- Location in Jo Daviess County
- Jo Daviess County's location in Illinois
- Coordinates: 42°14′35″N 90°02′18″W﻿ / ﻿42.24306°N 90.03833°W
- Country: United States
- State: Illinois
- County: Jo Daviess
- Established: November 2, 1852

Government
- • Supervisor: Phyllis Miccolis

Area
- • Total: 36.58 sq mi (94.7 km^{2})
- • Land: 36.58 sq mi (94.7 km^{2})
- • Water: 0 sq mi (0 km^{2}) 0%
- Elevation: 676 ft (206 m)

Population (2020)
- • Total: 215
- • Density: 5.88/sq mi (2.27/km^{2})
- Time zone: UTC-6 (CST)
- • Summer (DST): UTC-5 (CDT)
- ZIP codes: 61028, 61053, 61085
- FIPS code: 17-085-60664

= Pleasant Valley Township, Illinois =

Pleasant Valley Township is one of 23 townships in Jo Daviess County, Illinois, United States. As of the 2020 census, its population was 215 and it contained 142 housing units.

==Geography==
According to the 2021 census gazetteer files, Pleasant Valley Township has a total area of 36.58 sqmi, all land.

===Cemeteries===
The township contains Plum River Catholic Cemetery. This Cemetery was originally St Patrick's Catholic Cemetery attached to the north to a church with the same name. That church was eliminated about 1936 by Father Anthony Schumecht. The cemetery has been GPR'd and an ArcGIS database published. https://arcg.is/1X8vH9 . About 50 graves have been located without identification.

===Major highways===
- Illinois Route 78 north towards Stockton and south towards Mount Carroll

==Demographics==
As of the 2020 census there were 215 people, 107 households, and 79 families residing in the township. The population density was 5.88 PD/sqmi. There were 142 housing units at an average density of 3.88 /sqmi. The racial makeup of the township was 93.95% White, 0.00% African American, 0.93% Native American, 0.00% Asian, 0.00% Pacific Islander, 0.47% from other races, and 4.65% from two or more races. Hispanic or Latino people of any race were 2.33% of the population.

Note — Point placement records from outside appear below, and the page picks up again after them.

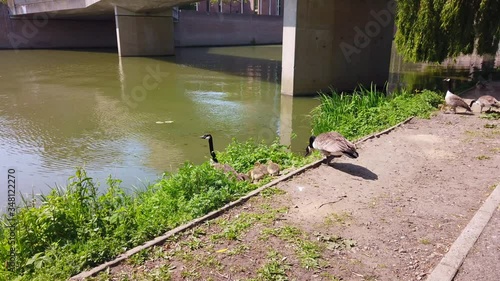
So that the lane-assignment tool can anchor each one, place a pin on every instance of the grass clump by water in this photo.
(76, 228)
(366, 111)
(243, 155)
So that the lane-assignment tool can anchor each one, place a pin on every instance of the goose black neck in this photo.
(212, 152)
(311, 140)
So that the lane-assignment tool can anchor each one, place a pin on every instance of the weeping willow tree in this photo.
(433, 30)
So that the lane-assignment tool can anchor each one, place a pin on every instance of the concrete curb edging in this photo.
(451, 262)
(213, 214)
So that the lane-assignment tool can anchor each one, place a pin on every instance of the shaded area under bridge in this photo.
(326, 43)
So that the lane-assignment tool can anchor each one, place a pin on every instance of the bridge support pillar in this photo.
(141, 34)
(335, 43)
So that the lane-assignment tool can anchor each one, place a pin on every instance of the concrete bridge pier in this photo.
(335, 43)
(144, 34)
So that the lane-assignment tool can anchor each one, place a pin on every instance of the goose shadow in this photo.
(355, 170)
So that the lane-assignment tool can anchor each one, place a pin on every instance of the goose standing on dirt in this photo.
(226, 168)
(331, 145)
(453, 100)
(486, 100)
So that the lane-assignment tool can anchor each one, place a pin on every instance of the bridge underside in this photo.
(88, 8)
(326, 43)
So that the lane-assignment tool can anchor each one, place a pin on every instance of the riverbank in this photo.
(391, 214)
(76, 228)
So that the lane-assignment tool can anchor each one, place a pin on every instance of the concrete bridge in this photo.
(326, 43)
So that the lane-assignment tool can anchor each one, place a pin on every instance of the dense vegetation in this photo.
(433, 30)
(73, 229)
(76, 228)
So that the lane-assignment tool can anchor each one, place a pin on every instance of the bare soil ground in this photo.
(391, 214)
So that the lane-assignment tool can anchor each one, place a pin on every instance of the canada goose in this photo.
(453, 100)
(226, 168)
(331, 145)
(486, 100)
(272, 168)
(258, 172)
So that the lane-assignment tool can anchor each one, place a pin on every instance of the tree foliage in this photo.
(433, 30)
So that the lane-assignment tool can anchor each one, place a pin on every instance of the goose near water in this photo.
(454, 101)
(226, 168)
(272, 168)
(258, 172)
(331, 145)
(486, 101)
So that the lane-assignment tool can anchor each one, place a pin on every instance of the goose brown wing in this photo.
(458, 101)
(333, 142)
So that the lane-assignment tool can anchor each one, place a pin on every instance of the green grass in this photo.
(76, 228)
(367, 111)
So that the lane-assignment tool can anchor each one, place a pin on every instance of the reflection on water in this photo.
(134, 118)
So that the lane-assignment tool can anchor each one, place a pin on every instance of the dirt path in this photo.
(391, 214)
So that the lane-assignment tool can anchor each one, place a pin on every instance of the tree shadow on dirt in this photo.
(355, 170)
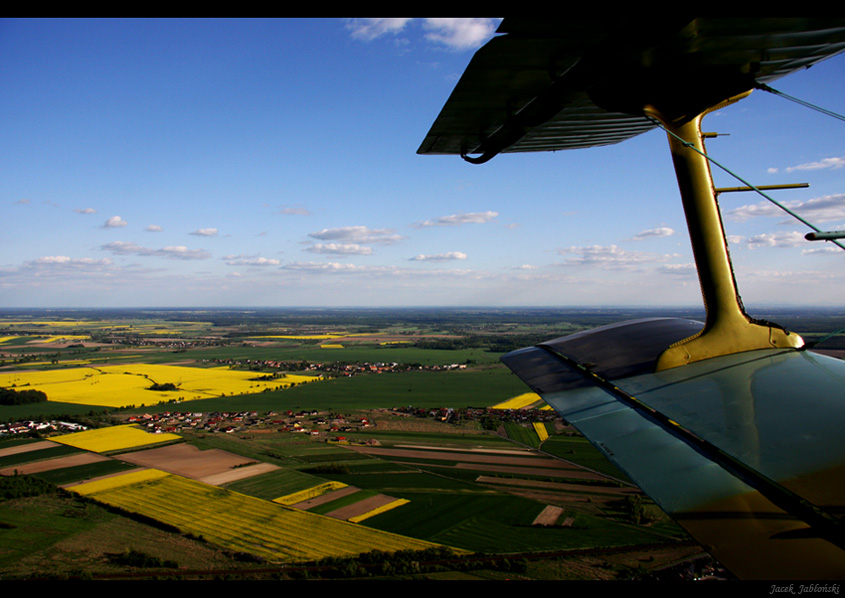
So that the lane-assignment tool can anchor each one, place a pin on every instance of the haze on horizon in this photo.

There were 107 households, out of which 4.70% had children under the age of 18 living with them, 65.42% were married couples living together, 8.41% had a female householder with no spouse present, and 26.17% were non-families. 26.20% of all households were made up of individuals, and 0.00% had someone living alone who was 65 years of age or older. The average household size was 1.84 and the average family size was 2.14.

The township's age distribution consisted of 5.1% under the age of 18, 0.0% from 18 to 24, 10.2% from 25 to 44, 25.4% from 45 to 64, and 59.4% who were 65 years of age or older. The median age was 66.5 years. For every 100 females, there were 101.0 males. For every 100 females age 18 and over, there were 90.8 males.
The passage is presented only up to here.